La Ermita de la Virgen de la Oliva es el centro espiritual y emocional para los habitantes de Almonacid. Se encuentra situada a las afueras del núcleo urbano, rodeada de un paisaje agrícola que le otorga un aire de recogimiento y serenidad único. El edificio actual data de los siglos XVI al XVIII y está declarado Bien de Interés Patrimonial.
Arquitectónicamente, presenta una planta cuadrada organizada en torno a un patio interior muy pintoresco, con un pórtico de columnas de piedra que sostiene una galería de madera, un diseño que recuerda a la arquitectura tradicional de las antiguas ventas manchegas. En su interior, el altar mayor está decorado con espectaculares frescos del siglo XVII que narran escenas religiosas con un estilo popular lleno de encanto.

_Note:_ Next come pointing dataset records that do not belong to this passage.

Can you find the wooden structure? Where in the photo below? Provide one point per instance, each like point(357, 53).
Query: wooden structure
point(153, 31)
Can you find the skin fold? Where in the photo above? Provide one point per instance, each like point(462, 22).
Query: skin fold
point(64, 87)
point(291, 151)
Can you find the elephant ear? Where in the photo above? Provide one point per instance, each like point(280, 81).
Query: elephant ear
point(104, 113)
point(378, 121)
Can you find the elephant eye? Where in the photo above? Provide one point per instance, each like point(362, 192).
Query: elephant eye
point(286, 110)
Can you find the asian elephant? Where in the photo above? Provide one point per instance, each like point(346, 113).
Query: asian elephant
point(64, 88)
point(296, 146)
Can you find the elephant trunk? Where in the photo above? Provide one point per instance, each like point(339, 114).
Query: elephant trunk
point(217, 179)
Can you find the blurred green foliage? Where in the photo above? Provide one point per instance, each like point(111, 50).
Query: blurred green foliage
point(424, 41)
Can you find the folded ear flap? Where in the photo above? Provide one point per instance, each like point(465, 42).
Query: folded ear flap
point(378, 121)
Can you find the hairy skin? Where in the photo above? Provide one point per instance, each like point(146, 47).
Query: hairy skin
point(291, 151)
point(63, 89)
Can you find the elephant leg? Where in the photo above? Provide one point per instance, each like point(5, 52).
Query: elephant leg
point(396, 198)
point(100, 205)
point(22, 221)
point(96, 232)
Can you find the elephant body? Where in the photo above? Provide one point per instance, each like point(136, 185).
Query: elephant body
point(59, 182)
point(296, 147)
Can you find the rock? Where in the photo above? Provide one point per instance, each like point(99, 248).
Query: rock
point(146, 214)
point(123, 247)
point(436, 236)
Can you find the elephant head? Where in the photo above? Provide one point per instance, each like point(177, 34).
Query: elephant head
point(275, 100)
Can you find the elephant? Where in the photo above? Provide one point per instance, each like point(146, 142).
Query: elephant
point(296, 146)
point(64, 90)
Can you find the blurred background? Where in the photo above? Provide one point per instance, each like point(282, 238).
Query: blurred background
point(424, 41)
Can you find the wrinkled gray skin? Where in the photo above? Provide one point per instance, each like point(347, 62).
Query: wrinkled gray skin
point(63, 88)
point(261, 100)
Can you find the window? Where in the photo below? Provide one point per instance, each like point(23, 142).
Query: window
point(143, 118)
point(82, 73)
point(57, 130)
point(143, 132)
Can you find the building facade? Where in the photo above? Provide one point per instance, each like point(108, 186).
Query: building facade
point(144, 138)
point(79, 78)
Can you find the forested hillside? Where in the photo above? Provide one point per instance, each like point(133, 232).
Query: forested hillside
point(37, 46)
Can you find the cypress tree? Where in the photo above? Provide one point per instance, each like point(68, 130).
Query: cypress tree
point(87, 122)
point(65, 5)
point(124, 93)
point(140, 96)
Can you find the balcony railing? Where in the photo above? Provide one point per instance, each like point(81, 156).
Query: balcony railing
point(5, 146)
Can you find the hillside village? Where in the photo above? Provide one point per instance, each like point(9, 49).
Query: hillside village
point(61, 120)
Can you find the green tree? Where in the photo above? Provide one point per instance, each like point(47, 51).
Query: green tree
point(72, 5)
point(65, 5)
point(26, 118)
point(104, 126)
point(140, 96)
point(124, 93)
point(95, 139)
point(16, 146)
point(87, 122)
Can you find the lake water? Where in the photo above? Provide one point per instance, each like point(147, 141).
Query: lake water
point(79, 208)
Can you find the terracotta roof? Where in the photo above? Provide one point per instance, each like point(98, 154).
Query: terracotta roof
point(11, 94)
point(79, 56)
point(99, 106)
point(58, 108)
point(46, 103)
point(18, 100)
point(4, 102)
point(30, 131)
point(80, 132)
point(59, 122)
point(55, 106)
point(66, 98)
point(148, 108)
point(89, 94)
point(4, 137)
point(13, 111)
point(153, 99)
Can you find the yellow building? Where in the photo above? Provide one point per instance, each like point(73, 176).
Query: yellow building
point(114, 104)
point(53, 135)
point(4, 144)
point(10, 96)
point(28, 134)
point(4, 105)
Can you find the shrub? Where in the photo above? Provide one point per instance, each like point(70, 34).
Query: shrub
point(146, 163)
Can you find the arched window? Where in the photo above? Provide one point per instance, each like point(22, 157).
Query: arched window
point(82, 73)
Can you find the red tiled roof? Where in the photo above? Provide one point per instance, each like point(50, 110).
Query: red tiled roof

Esta ermita no es solo un edificio, es el punto de encuentro de la comunidad. La Virgen de la Oliva, patrona del pueblo, reside aquí durante la mayor parte del año hasta que llega el penúltimo domingo de agosto, cuando se celebran las fiestas patronales. La tradición marca que la virgen es traída al pueblo en procesión, recibiéndola con fuegos artificiales y la famosa “pólvora”.
El entorno de la ermita, con sus zonas de sombra y su conexión con los senderos locales, invita a pasar el día en familia. Es un espacio que respira historia y fe, donde el aroma del campo y el silencio de la llanura te permiten desconectar del ruido diario. Visitarla es adentrarse en la identidad de Almonacid, donde la devoción Mariana se mezcla con el amor por la tierra y el olivar.